Nearly half of patients with type 2 diabetes mellitus (DM) in the United States have undiagnosed chronic kidney disease (CKD), investigators reported at the National Kidney Foundation’s 2019 Spring Clinical Meetings in Boston.

Of 123,169 patients with DM-related CKD (DM-CKD) based on laboratory test results, 60,359 (49%) had no CKD diagnosis, according to George Bakris, MD, of University of Chicago Medicine, and colleagues. The West had the lowest rate of undiagnosed CKD (37.6%), whereas the Northeast had the highest (67%). The rates were 50.8% in the South and 55.8% in the North Central region.

Female patients had 41% higher odds of undiagnosed CKD than male patients. Compared with patients in the South, those in the Northeast and North Central regions had 97% and 22% higher odds of undiagnosed CKD, whereas patients in the West had 42% lower odds, the investigators reported in a poster presentation.

“This information may help inform the identification of populations at risk for undiagnosed DM-CKD so that appropriate, guideline-based treatment and risk reduction efforts may be undertaken,” the authors concluded.

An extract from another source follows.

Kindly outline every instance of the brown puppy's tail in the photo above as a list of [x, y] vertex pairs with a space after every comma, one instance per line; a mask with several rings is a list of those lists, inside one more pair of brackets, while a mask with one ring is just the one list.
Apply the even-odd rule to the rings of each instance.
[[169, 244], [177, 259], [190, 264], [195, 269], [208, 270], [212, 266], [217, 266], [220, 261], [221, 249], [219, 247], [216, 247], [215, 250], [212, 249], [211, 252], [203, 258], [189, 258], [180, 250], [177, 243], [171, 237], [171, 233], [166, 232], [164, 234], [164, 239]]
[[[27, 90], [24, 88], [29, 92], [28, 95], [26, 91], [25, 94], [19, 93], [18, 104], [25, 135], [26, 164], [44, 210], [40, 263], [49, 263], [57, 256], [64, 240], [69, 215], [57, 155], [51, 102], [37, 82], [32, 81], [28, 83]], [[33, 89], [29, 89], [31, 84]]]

For the study, the investigators used data from the Optum Clinformatics database, which includes both commercial and Medicare Advantage health plan claims. The index date for CKD was the first serum creatinine measurement leading to an estimated glomerular filtration rate below 60 mL/min/1.73 m2.

Reference

Bakris G, Coresh J, Vassalotti J, et al. Prevalence and factors associated with undiagnosed chronic kidney disease in diabetes mellitus. Poster presented at the National Kidney Foundation’s 2019 Spring Clinical Meetings in Boston, May 8-12. Poster 308.